In the face of such difficulties, it makes sense to follow Strauss’s return to the surface. The matrix of politics lies in human beings’ specific difference—speech. Because man is the speaking animal, he is the political animal. Enlighteners—pre-Socratic and post-Socratic—say that politics (including, especially, religion) is artificial, unnatural. But then nature is reduced to the apolitical, unspeaking, the subhuman or even non-human. So, we humans can know nature only by negation—but what is knowledge of a negative? Put otherwise, we are cut off from knowing anything but ourselves or what we make. Perhaps that is a price many are willing to pay: after all, we can thereby make the world or, rather, our “environment” much more comfortable. But we cannot know it. So, what is the alternative? That politics is by nature.
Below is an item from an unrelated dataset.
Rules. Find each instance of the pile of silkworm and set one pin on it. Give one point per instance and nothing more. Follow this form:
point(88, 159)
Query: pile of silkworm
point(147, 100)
If politics or the human things or some part of the human things is by nature, then how do we know this part? Perhaps through speaking about speech, a turn to the speeches. Yet speech, as marvelous as it is, seems manifestly incapable of providing a complete account of the whole of things.

These remarks aim not to settle the matter but rather to affirm Strauss’s and Minkov’s insight that our judgment of politics determines, altogether, what we mean by “science.” The inquiry into the preconditions of science, and not only the preconditions, must be and remain somehow political.